Und apropos Sex: Dass er für manche total analog und im Ohr stattfindet, unterstreicht der Eargasm. Es ist der Höhepunkt, wenn es juckt und ein Ohrenstäbchen zur Anwendung kommt. Wer in diesem Moment vom deutschen "Ohrgasmus" schwärmt, muss ihn schon aufschreiben, um keine Verwirrung zu stiften.
Doch das soll nicht bedeuten, dass sich in der deutschen Sprache nicht auch gut schachteln lässt. Können wir doch, nicht wahr? Ja und nein - jein! Zwischen Verschlimmbessern und Schlepptop haben wir einige hübsche Exemplare hervorgebracht. Nicht zuletzt Denglisch! Oder Mainhattan für die Innenstadt von Frankfurt am Main. Besonders gelungen ist das klassische Mofa (Motorrad + Fahrrad) - es fährt jedem "E-Bike" davon. Oder Markennamen wie Adidas (Adolf + Dassler) oder Edeka (Einkaufsgenossenschaften der Kolonialwarenhändler). Und manchmal gibt es auch gute Entsprechungen. Wer im Englischen den Urlaub zu Hause verbringt, spricht neuerdings von Staycation. Für uns ist das sehr treffend "Balkonien".
Bandwurm oder kurz und kreativ
Doch generell gilt: Während wir im Deutschen entweder zu reinen Abk. neigen oder Bandwurmwörter a la "Rechtschreibreform" oder "Telekommunikationsüberwachungsgesetz" zusammenschrauben, neigt die englischsprachige Welt zu kurzen, kreativen Konstruktionen. Und da Englisch nun einmal unsere Lieblingsfremdsprache ist, fällt uns der Import schon seit Längerem leicht.

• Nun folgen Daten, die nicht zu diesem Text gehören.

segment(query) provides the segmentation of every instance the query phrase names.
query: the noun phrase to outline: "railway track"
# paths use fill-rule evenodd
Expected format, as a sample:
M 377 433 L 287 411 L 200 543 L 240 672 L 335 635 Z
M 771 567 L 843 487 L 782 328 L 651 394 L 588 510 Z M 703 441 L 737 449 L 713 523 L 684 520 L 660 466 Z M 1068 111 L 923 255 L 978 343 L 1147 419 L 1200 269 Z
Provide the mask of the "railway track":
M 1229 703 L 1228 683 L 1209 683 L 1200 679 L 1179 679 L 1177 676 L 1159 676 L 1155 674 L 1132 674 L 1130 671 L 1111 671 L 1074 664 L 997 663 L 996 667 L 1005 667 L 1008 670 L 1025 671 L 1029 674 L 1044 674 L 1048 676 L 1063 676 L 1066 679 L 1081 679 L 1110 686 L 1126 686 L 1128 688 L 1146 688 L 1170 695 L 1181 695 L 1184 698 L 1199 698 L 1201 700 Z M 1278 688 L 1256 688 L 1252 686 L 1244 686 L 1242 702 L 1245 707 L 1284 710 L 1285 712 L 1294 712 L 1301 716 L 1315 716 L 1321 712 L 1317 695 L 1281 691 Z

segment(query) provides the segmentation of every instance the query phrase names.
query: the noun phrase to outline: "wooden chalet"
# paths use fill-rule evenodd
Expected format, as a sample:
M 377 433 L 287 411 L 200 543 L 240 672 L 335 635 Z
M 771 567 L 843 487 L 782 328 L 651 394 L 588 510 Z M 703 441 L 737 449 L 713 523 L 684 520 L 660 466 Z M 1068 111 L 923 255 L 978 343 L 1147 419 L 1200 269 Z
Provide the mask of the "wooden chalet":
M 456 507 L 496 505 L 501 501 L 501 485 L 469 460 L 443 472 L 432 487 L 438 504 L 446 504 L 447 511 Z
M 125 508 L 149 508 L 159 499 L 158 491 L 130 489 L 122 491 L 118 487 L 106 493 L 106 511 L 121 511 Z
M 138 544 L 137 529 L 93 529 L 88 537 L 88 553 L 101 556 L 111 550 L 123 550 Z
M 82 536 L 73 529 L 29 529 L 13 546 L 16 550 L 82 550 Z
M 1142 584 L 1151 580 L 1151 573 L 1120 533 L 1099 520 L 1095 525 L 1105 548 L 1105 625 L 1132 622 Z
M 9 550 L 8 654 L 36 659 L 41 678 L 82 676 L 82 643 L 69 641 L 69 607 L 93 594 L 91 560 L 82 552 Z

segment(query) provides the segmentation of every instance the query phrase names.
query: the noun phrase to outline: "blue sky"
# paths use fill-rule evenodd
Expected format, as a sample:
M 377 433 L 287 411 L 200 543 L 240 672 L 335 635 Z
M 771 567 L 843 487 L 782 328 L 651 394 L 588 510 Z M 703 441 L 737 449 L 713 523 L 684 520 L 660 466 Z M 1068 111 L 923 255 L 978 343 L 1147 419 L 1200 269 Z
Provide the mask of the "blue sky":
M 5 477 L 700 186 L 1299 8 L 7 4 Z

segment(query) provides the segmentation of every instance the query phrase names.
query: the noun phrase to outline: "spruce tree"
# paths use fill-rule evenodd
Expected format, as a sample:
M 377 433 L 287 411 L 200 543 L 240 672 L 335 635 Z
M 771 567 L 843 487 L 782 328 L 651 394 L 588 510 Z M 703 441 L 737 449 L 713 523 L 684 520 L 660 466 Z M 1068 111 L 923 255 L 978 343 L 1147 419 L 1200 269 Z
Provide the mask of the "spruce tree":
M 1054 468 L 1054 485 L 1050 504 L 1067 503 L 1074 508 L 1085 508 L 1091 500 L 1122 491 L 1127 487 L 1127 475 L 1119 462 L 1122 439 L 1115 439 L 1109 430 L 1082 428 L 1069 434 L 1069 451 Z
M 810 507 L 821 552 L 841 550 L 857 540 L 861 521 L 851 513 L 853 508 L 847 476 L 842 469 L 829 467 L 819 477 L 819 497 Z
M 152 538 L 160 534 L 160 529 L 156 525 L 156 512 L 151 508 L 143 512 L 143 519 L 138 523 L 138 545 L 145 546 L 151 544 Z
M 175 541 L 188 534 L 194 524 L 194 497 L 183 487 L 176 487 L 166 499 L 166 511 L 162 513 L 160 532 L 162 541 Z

So wurden bei uns bereits vor Jahrzehnten die ungemütlichen Begriffe Smog und Stagflation populär. Oder der Workaholic. Weil sie eben mehr sagen als nur Smoke oder Fog, Stagnation oder Inflation, Work oder … Süchtiger. Hinzu ist mittlerweile der Brexit gekommen, das wohl unangenehmste Schachtelwort der Gegenwart. Viele Menschen - der Kolumnist eingeschlossen - können es nicht mehr hören. Als Verbindung aus Britain + Exit ist es übrigens ein Abklatsch vom "Grexit" (Greece + Exit), der bekanntlich nie stattgefunden hat. Wie viel Spaß der Brexit den Briten trotzdem macht, erkennen wir nicht nur an dem politischen Spektakel, sondern auch an dem Dutzend Begriffen, die sie sich noch zusammengeschraubt haben: "Bremainer", "Bremoaner", "Brevoker", "Brexino" und so weiter.
Wo die Verschachtelung der Wörter ihren Anfang nahm, ist nicht klar. Brunch wurde zum ersten Mal 1895 erwähnt. Vitamin (Vita + Amin) entstand kurz danach. Und insgesamt soll das Sprachphänomen zum ersten Mal 1871 von der Titelheldin Humpty Dumpty in Lewis Carrolls Roman "Alice hinter den Spiegeln" beschrieben worden sein. Sie vergleicht die Schachtelbegriffe mit Koffern - zwei Bedeutungen in ein Wort gepackt - und hat dafür ausgerechnet eine französische Bezeichnung gefunden: "Portemanteau". Sie hat sich im Englischen bis heute gehalten.
Unterdessen schachtelt die Welt fleißig weiter. Sogar die CSU ist mit von der Partie. Neulich gründete sie bei Youtube die CSYou: Es ist ein ziemlich vollgepackter Koffer geworden, so dass man nur hoffen kann, dass ihn die Jugend auch versteht.